Really Simple Early American History 1.001 -- The Beginnings

If You Don't Think You Need This Think Again before you return to the Previous Page
Once upon a time, in a place far far away, a marginally competent explorer named Christopher Columbus thought he could sail directly from Spain to Asia.
While he should be commended for having faith that he wouldn't sail off the edge of the Earth, he neglected to consider rumors that the Vikings and other folks were spreading, about a big chunk of continent between the two places. Since the Panama Canal hadn't yet been built, he was pretty well screwed and didn't know it..
The not-so-bright explorer, was so convinced he was right that when he finally did stumble upon some land he called the native people he found there, "Indians" . He was only off by about Six Thousand miles.
A very competent Italian explorer, Amerigo Vespucci, however, proved that Brazil and the West Indies did not represent Asia's eastern outskirts as Columbus supposed, but a huge, new continent.
This continent was presumably called America, rather than Columbia, because we didn't want to name a continent after a screw-up, regardless of how well meaning he may have been.

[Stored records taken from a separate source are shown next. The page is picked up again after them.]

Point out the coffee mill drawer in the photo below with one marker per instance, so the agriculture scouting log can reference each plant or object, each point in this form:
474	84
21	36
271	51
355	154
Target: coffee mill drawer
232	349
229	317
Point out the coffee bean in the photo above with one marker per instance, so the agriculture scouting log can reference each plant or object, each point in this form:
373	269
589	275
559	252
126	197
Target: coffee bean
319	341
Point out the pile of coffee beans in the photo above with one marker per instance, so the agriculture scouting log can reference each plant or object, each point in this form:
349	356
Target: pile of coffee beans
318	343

We saved that name for a more appropriate place, Washington, DC.
When word of the New World hit the papers, (there were no Radio, TV or Internet back then) another bunch of people left their old countries (mostly England) and moved there to escape their Kings and Queens and start over.

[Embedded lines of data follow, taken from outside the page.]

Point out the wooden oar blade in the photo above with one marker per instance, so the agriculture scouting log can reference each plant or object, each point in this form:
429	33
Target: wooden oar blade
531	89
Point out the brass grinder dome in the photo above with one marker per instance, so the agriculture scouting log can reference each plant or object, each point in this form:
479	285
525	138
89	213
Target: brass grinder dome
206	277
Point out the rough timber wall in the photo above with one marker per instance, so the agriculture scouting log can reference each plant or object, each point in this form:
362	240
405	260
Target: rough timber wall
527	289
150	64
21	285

Some of these people came because they were tired of paying taxes to the King when the King gave them no say-so in how he was spending their money.
The mean old, insecure King also forced them all to join the same church, his church, so he and his equally greedy evil henchmen would have total control over every aspect of their subject's lives.
But a really big burr under the blanket of these fiercely independent people, was that they wanted to be able to say and believe whatever they wanted, and worship whatever their idea of a God was -- or not.
Enough of The People living here in what would become The United States of America, wanted these natural rights and freedoms so much that they wrote up a paper telling the King to shove it, declared their independence and proceeded to gave some evil tyrants the first of several good old-fashioned American ass-whuppin's.
A lot of really good people died fighting for our freedom, and "We The People" finally wrote ourselves up a Constitution that guaranteed that we could believe whatever we wanted -- or not, and say what we wanted, or not, and not have to put up with the same kind of BS we had to deal with under the evil King -- forever.
Other people soon flocked to the new "land of the free" so that they could work and worship in a land based on tolerance, common-sense moral law and love for the brotherhood of man.
As a bonus, these new "Americans" could build out their own dreams (or fail, learn and try again) without having to serve under the unfair taxes and despotic control of a King and his thuggish tax collectors.
A lot of other stuff that happened after that.
There were a lot more more wars, a few of them were really bad, Texas finally gave Mexico their heave-ho, earthquakes, droughts and a really big depression happened. Then there were, some assassinations and, oh yeah, that inconvenient near genocide of the indigenous native population -- and that whole tacky slavery thing ...
... but that's enough history for now children. It would be a shame to spoil the lesson by entering into areas that are currently considered (by a few, loud extremists) to be so politically incorrect or socially intolerable that we shouldn't discuss them in polite company.